Here is a breakdown of the statistics, according to The Global Economics of Disability 2016 report by Return on Disability:
In the USA,
- 1 in 4 people have a disability… Almost 65 million people.
- They control roughly $645 billion in disposable income.
- But when you add the purchasing power of their friends, caregivers and family, that number jumps to more than $4.5 trillion.
And globally,
- 1 in 5 people have a disability… Over 1 billion people.
- They control roughly $1.2 trillion in disposable income.
- But when you add the purchasing power of their friends, caregivers and family, that number is more than $8 trillion.
$8 trillion is also the anticipated economic cost of COVID-19 over the next TEN years in the US alone.
But most businesses are clueless to the fact that this same figure… $8 trillion… represents the global ANNUAL economic purchasing power of people with disabilities and those that love them, care for them and spend on behalf of them.
That doesn’t even include the purchasing power of baby boomers, the group with the largest disposable income, and the fact that they are also approaching their senior years, where the likelihood of developing a disability significantly increases.
So for businesses that are clued in, there is a MASSIVE opportunity.
For example, companies like Zoom have been doing exceedingly well during this pandemic, not only because of the rise in the need for online web conferencing, but because of the usability of the product which was built with accessibility in mind.
Zoom was one of the top ten most-downloaded apps worldwide in March 2020, with daily active users jumping from 10 million to over 200 million in just 3 months. None of their competitors made the top ten.
They have built a reputation among people with disabilities as a company that has focused on accessibility, ease of use and inclusion, and are firmly entrenched in this $8 trillion market as an accessible go-to vendor.

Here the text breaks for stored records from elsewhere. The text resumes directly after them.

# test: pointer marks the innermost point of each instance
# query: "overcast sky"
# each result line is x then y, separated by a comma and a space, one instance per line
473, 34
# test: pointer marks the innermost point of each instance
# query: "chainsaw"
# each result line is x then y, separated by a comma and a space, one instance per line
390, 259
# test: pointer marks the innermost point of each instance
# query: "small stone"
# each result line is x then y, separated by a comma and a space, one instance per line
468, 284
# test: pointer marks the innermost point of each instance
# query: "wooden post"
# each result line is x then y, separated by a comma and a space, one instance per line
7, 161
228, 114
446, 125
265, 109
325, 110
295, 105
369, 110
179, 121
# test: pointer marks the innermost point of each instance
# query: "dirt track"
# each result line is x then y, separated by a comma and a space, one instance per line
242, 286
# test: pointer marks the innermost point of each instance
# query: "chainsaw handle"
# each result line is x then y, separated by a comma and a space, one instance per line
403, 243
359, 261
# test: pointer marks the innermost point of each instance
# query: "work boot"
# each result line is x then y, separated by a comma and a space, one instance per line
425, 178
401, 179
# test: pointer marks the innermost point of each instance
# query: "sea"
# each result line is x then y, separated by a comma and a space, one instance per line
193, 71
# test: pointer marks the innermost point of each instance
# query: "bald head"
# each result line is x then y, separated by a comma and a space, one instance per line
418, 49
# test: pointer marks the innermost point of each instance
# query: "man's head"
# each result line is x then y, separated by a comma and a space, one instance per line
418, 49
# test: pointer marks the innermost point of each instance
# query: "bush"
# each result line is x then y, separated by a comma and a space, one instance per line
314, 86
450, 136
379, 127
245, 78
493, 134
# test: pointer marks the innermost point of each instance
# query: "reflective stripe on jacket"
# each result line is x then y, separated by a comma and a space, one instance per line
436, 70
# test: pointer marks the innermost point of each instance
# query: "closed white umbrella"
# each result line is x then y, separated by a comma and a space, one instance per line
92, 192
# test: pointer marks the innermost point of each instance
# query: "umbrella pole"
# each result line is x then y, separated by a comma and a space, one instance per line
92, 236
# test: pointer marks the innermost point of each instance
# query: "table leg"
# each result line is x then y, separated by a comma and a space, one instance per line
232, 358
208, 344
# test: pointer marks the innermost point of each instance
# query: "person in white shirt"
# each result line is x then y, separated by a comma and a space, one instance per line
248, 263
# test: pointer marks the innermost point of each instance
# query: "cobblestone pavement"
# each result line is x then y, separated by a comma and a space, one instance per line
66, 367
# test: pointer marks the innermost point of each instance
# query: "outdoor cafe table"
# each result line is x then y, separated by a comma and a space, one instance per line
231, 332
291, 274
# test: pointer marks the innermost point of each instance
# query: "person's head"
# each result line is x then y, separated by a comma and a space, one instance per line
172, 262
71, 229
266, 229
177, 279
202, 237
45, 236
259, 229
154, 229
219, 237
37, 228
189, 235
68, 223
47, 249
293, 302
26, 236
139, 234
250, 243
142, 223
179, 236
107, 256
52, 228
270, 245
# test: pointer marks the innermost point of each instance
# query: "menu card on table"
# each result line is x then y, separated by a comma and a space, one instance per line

Many of their key competitors are not.
The lesson is simple. It’s smart business to build brand loyalty and increase market share by being socially and ethically responsible, developing products that meet the needs of people with disabilities and marketing your products and services to people with disabilities.
In this day and age, it’s just bad business to do otherwise.
In Conclusion
Whether you’re a startup founder, small business or large corporation, the current state of affairs is one in which there is no playbook on how to adjust or manage, let alone thrive.
But as a wise man once said, the shrewd one sees the danger and takes the necessary protective action.
Any business that wants to weather this storm and come out on the side of the “new normal” in a stronger position, is wise to put the wants, needs, and rights of the people they aim to serve first.
Not profits first… not bottom line first… people first… all people.
Failing to do so means putting your business in danger for all the reasons outlined above.
The businesses that not only survive, but thrive will be:
- The businesses that lead with empathy.
- The businesses that demonstrate they care about inclusion.
- The businesses that work hard to give value to people first, recognizing that in doing so, the profits will follow.
We are in an era where demonstrating corporate social responsibility should no longer take a backseat. Instead of adding it to the mix once you “get off the ground”, build it in from the ground up.
It is a mindset shift that should be baked into the way you do business. Each and every day.
Digital accessibility is one of the simple, key initiatives that you can implement as part of that commitment to be socially responsible.
So if you haven’t done so already, take a look at how you can build accessibility and inclusive design into the very essence of the way you do business at every stage: from ideating, to research, to product/service design, to testing, to marketing, to delivery, to support.
Research the topic of digital accessibility, and look for ways that your business can better serve the needs of all and add value to a wider market.
Do it now, not later.
Do it now.
Customer loyalty towards your brand will follow… and so will the profits.